Laporan Wartawan Tribunnews.com, Igman Ibrahim
TRIBUNNEWS.COM, JAKARTA - Jaksa Agung ST Burhanuddin mengatakan pemberian hukuman pidana mati bagi terdakwa kasus dugaan tindak pidana korupsi bertujuan untuk memberikan efek jera.
Menurutnya, hal tersebut juga dapat menjadi upaya pencegahan kasus-kasus serupa seperti kasus korupsi ASABRI dan Jiwasraya terjadi lagi di masa mendatang.
"Hukuman mati pada para terdakwa tindak pidana korupsi. Hal ini bertujuan menimbulkan efek jera sekaligus sebagai upaya preventif penegakan hukum di bidang tindak pidana korupsi," kata Burhanuddin dalam keterangannya, Kamis (16/12/2021).

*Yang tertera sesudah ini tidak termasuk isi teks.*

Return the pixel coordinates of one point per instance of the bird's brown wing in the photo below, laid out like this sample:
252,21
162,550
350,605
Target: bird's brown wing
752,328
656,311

Ia pun membantah jika upaya pemberantasan korupsi yang dilakukan oleh pihaknya selama ini hanya berorientasi pada pemberian hukuman semata.

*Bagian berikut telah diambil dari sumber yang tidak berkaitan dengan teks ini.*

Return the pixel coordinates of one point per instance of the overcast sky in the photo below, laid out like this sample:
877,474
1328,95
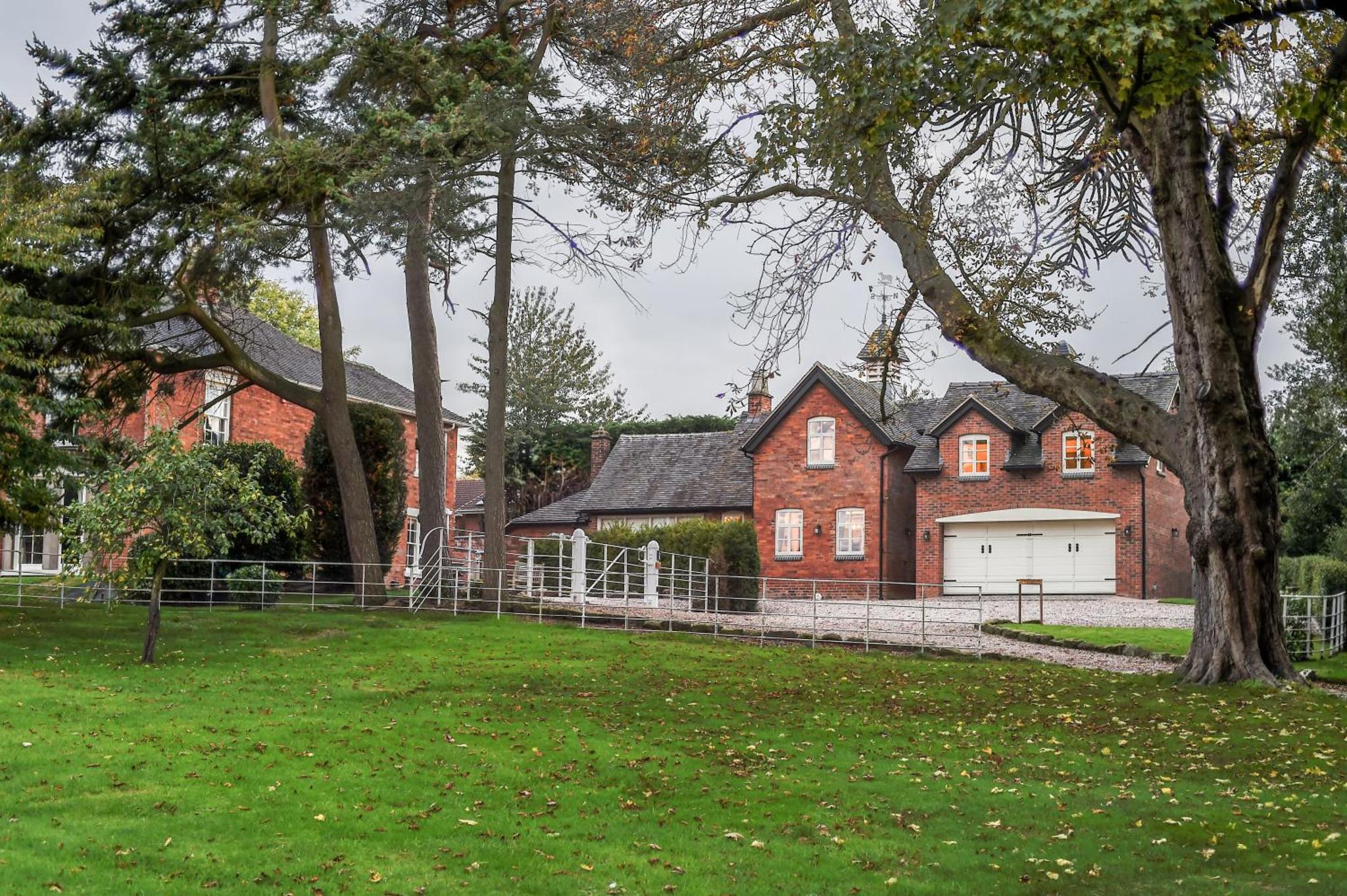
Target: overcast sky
678,352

Baca juga: SOSOK ST Burhanuddin, Jaksa Agung yang Ingin Para Koruptor Mendapat Hukuman Mati Supaya Jera
Menurutnya, Kejaksaan turut berfokus pada upaya pengembalian kerugian keuangan negara dari tindak pidana korupsi yang terjadi.
Sehingga, kata dia, penegakkan hukum pidana juga dapat memberikan mafaat yang berarti bagi masyarakat.

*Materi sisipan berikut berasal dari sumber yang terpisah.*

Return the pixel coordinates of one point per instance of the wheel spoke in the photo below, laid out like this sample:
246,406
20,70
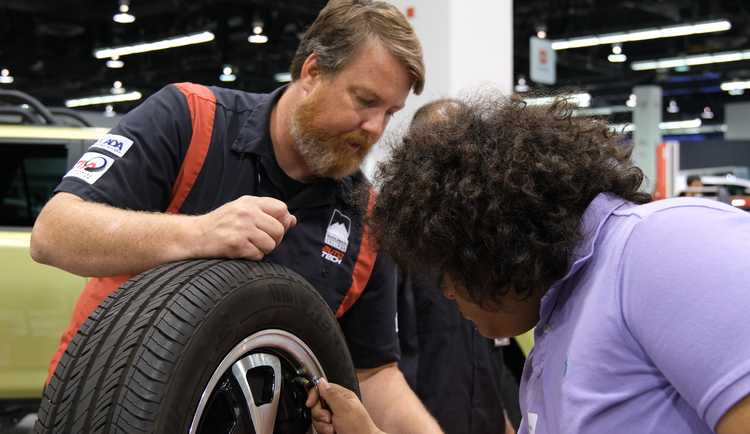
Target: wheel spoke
259,377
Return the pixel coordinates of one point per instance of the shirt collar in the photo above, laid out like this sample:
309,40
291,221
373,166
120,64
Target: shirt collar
603,205
255,135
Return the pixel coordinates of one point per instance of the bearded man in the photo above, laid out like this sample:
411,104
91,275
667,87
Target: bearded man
198,172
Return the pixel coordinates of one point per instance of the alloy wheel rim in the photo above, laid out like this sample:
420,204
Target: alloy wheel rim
253,388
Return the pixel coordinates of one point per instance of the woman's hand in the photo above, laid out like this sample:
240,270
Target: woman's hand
344,414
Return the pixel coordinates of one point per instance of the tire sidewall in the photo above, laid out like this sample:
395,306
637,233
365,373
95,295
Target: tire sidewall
268,303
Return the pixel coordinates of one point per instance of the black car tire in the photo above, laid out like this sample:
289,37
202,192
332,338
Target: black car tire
152,357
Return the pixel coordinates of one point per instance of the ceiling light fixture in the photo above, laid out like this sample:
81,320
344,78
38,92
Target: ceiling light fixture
179,41
581,99
732,85
256,37
700,59
694,123
521,86
124,17
617,56
227,74
602,111
5,77
115,62
117,88
642,35
104,99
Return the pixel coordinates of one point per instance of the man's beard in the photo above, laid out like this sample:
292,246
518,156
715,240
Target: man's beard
325,154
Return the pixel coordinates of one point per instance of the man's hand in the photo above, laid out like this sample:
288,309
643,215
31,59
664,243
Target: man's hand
249,227
347,415
96,240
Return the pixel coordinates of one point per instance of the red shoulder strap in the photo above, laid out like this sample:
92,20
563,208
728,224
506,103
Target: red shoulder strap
202,103
363,267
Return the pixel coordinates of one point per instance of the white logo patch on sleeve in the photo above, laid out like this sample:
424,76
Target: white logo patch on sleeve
91,167
113,143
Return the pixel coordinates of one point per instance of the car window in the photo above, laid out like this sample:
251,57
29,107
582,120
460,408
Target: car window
28,176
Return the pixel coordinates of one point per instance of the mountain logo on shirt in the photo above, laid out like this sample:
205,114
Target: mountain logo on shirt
337,234
113,143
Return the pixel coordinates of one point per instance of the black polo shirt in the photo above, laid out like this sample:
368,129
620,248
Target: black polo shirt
453,369
139,163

"Muncul kegelisahan bagaimaan cara merubah paradigma penegakkan hukum dalam menghadirkan tujuan hukum dapat tercapai secara tepat dalam menyeimbangkan yang tersurat dan tersirat," jelasnya.
Selain terobosan hukum pemberian tuntutan mati bagi terdakwa korupsi, dia juga mengatakan bahwa kebijakan penghentian tuntutan berdasarkan keadilan restoratif juga menjadi salah satu cara untuk memecahkan masalah tersebut.
Ia mengatakan bahwa kebijakan itu merubah paradigma hukum di kalangan jaksa yang semula berorientasi pemidaan retributif atau pada pelaku, yang kini turut memperhatikan perspektif keadilan bagi korban juga.
Diberitakan sebelumnya, terdakwa kasus korupsi Asabri Heru Hidayat diyakini jaksa bersalah melakukan korupsi bersama mantan Direktur Utama Asabri Adam Damiri dan Sonny Widjaja dkk hingga merugikan negara sebesar Rp 22,7 triliun.
Heru juga diyakini jaksa melakukan tindak pidana pencucian uang (TPPU).
"Menghukum Terdakwa Heru Hidayat dengan pidana mati," ucap jaksa di Pengadilan Tipikor Jakarta, Senin (6/12/2021).
Heru Hidayat diyakini jaksa bersalah melanggar Pasal 2 ayat 1 Jo Pasal 18 Undang-Undang No 31 Tahun 1999 tentang Pemberantasan Tindak Pidana Korupsi sebagaimana telah diubah dengan UU Nomor 20 Tahun 2001 tentang perubahan atas Undang-Undang Nomor 31 Tahun 1999 Tentang Pemberantasan Tindak Pidana Korupsi Jo Pasal 55 ayat (1) ke-1 KUHPidana.
Dan Pasal 3 UU RI Nomor 8 Tahun 2010 tentang Pencegahan dan Pemberantasan Tindak Pidana Pencucian Uang.